Возможно. Хотя, с другой стороны, иногда лучше уступить, особенно по незначительному вопросу, чтобы потом добиться чего-нибудь намного более важного.
— Чего же, интересно? — с вызовом спросил я.
— Сотрудничества и понимания, — ответила она с каменным лицом. — Не говоря уже о том, — она жестко посмотрела мне прямо в глаза, — чтобы выручить тебя из беды, в которую ты попал из-за своего «максимализма», а проще говоря, глупости, сцепившись с преподавательницей биологии.
— Она меня оскорбляла! — вскипел я и добавил льстиво: — И над вами… посмеивалась…
— Ну, тогда мой отважный рыцарь вынужден был вступиться за мою честь!
— Такой уж у него обет! — и я мысленно запахнул свой широкий плащ.
— Значит, ты невнимательно читал «Ланселота»!
— Да, правда, — подхватил я. — Мне хотелось прочесть его с вами.
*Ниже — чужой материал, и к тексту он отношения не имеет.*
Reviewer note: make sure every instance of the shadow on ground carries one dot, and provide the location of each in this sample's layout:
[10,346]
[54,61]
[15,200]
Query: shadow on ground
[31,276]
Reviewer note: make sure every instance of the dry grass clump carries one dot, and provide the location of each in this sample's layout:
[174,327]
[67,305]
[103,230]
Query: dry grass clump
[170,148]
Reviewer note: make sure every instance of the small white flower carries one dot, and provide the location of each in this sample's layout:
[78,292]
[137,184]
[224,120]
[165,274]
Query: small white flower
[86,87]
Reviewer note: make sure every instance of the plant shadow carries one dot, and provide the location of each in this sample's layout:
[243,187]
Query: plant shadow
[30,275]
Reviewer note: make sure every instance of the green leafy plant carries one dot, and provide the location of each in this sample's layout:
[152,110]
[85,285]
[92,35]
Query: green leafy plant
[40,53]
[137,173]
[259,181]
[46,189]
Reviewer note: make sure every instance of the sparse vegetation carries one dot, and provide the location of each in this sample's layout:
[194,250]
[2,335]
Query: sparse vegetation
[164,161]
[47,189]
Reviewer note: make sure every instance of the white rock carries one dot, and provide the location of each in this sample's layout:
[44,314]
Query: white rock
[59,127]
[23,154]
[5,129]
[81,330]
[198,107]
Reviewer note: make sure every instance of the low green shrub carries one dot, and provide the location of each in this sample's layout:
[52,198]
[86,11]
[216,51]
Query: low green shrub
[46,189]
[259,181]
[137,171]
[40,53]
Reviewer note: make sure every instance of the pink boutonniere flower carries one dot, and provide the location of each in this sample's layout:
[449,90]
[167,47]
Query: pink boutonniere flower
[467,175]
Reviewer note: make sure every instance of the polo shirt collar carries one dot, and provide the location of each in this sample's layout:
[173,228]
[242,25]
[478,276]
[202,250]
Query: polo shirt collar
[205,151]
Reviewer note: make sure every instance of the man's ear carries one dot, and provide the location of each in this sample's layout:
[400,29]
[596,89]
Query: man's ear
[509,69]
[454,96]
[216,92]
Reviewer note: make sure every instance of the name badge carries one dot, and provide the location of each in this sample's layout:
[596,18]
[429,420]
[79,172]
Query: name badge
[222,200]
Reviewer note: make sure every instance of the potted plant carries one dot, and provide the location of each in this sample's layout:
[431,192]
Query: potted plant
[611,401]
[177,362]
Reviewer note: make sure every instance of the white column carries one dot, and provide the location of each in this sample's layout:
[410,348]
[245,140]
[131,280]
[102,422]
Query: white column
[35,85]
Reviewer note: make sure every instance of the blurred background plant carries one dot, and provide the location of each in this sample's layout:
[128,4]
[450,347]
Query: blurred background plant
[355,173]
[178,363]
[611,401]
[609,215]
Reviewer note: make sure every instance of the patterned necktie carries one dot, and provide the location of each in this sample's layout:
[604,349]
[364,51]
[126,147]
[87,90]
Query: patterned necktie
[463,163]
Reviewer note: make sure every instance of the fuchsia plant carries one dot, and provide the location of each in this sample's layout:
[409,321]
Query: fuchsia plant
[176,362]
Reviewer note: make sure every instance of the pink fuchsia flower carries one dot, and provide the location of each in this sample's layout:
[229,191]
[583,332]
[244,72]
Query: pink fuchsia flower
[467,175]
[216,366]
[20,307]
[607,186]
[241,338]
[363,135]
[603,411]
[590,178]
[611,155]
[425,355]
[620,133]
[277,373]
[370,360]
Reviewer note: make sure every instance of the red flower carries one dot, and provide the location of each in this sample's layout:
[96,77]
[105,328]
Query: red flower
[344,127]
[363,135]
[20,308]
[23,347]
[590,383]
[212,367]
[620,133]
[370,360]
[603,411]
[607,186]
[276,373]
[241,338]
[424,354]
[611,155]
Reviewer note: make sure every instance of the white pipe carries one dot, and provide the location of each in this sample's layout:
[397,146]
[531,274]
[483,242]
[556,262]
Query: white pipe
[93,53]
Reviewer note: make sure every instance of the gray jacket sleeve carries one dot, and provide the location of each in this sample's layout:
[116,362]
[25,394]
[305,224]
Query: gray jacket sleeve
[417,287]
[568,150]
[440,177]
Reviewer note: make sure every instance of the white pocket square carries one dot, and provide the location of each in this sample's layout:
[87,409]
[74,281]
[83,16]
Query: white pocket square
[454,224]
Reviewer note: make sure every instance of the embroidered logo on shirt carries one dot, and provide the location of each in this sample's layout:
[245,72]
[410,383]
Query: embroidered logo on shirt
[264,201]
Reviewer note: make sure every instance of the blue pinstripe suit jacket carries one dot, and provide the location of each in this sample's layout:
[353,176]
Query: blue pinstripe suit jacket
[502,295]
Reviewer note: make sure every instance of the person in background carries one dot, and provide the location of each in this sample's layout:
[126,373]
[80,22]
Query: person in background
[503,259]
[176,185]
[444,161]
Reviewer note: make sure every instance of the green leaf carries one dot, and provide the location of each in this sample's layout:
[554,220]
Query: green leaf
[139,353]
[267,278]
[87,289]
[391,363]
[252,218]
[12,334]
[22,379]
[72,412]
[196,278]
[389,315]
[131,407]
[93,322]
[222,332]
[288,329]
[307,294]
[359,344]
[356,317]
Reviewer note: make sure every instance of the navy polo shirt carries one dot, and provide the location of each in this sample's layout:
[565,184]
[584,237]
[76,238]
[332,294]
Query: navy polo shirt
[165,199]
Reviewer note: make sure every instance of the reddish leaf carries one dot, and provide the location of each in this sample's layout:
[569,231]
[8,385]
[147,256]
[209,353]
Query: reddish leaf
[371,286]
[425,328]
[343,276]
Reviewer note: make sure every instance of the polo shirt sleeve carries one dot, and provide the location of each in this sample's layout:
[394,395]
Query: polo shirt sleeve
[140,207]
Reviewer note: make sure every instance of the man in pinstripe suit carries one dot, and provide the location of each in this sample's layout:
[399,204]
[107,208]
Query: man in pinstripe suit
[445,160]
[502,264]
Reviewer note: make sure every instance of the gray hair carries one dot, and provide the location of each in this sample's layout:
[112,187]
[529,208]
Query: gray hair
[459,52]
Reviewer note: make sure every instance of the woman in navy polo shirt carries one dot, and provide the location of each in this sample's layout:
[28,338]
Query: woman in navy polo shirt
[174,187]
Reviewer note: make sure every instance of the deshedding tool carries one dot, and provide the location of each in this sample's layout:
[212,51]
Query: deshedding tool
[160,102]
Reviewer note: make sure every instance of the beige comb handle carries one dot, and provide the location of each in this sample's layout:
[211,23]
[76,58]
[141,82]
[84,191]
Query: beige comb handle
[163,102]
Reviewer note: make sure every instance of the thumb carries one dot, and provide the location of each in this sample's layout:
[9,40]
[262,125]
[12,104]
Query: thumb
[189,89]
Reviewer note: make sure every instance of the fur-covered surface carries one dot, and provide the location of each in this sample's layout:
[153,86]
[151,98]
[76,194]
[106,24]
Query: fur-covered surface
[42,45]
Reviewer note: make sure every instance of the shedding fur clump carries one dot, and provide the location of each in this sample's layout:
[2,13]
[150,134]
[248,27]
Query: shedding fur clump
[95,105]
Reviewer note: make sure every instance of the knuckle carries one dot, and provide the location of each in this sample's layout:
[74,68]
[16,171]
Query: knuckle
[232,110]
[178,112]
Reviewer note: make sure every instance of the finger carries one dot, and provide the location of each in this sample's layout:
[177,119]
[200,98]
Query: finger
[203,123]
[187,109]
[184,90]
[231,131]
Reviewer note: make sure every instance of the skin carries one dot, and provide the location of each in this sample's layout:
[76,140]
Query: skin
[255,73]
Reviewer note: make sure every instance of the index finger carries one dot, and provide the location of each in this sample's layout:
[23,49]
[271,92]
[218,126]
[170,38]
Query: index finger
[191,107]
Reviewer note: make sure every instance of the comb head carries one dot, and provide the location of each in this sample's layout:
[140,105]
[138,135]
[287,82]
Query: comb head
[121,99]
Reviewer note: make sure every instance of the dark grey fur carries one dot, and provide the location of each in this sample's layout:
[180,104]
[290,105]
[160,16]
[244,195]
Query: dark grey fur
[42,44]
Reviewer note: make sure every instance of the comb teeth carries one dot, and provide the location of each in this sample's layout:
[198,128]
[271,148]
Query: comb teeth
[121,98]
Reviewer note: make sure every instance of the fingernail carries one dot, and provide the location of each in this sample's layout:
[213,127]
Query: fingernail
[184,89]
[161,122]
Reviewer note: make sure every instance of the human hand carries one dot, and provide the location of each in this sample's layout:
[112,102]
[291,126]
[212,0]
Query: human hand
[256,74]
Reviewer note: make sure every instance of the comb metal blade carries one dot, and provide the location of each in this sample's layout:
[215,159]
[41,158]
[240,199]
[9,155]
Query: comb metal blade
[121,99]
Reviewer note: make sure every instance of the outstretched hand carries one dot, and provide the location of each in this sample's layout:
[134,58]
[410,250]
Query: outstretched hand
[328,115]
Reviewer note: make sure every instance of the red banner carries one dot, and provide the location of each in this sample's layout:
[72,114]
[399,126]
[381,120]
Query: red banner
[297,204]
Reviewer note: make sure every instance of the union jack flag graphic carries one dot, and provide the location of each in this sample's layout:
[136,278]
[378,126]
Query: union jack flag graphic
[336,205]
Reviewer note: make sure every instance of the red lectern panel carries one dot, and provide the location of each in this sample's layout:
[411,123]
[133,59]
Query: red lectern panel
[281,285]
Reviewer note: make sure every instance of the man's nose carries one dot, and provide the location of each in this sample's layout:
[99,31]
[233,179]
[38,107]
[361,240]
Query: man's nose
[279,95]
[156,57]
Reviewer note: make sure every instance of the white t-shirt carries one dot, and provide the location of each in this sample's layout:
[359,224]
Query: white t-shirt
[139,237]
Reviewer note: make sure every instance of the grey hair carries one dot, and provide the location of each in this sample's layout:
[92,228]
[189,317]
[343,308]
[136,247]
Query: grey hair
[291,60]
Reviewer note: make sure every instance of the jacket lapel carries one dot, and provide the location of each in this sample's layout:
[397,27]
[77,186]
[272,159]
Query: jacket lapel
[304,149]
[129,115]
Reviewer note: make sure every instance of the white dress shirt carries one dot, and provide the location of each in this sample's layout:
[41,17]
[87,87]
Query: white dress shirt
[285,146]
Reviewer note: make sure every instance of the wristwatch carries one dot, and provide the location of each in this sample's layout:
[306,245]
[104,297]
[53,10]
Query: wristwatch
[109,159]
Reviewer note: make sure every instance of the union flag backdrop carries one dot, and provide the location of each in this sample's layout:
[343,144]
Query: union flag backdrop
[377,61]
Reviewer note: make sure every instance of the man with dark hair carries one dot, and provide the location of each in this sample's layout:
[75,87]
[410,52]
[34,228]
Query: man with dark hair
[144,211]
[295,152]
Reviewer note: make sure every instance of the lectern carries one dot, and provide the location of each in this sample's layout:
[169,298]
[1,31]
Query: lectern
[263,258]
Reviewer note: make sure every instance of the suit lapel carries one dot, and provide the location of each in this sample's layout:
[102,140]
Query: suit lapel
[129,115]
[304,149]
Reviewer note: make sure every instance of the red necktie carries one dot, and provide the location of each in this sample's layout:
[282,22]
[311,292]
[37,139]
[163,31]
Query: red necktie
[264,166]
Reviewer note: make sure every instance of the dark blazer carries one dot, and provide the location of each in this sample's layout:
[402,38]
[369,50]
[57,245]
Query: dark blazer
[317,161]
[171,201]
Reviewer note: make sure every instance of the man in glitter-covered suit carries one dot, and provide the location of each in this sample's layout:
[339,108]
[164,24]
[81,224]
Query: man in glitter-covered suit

— Ну, хорошо, но я хотела бы поговорить не об этом. Меня больше интересует, помнишь ли ты эту пьесу?
— «Конец игры»? Более или менее.
— Ты читал ее в оригинале?
— Нет, в переводе.
— Жаль…
— Что же в этом плохого?
— То, что ты ее не знаешь, даже если наизусть помнишь.
— Ну, это, мне кажется, преувеличение. Неужели настолько плохой перевод?
— Pour en dire le moins[247].
— Так в чем же там дело?
— Интересно, помнишь ты какую-нибудь реплику… из единственной в этой пьесе женской роли?
— Нелл?
— Браво! Имя ты помнишь! А несколько фраз?
Я напряг свою обезьянью память, но ни одного слова не смог из нее выдавить.
С минуту мы молчали.
— Я так и думала, — отозвалась она, прерывая затянувшуюся паузу. — Конечно! Кто будет помнить, что там бормочет себе под нос женщина, тем более старая и больная! Но ты, разумеется, помнишь, что говорят мужчины, не правда ли?
— А Федра?
— Всем известно, что это «мужчина», — насмешливо бросила она в ответ. — «Хочет невозможного». Как твоя зодиакальная Дева, — она взглянула на меня. — Зато Нелл — женщина. Не условно. Безусловно.
Наконец у меня что-то прорезалось в памяти:
— «Ну, что, старушка? Хочешь, наверное?».
Насмешка на ее лице сменилась состраданием.
— Неправильно? — спросил я.
— Правильно. Конечно, правильно, — произнесла она с откровенной иронией. — И это все. Да?
— Это, кажется, ее первая реплика, — начал я объяснять. — Поэтому я и запомнил. К тому же она смешная.
— Rien n'est plus drdle que le malheur…[248]— медленно сказала она, глядя мне прямо в глаза, будто именно меня имела в виду.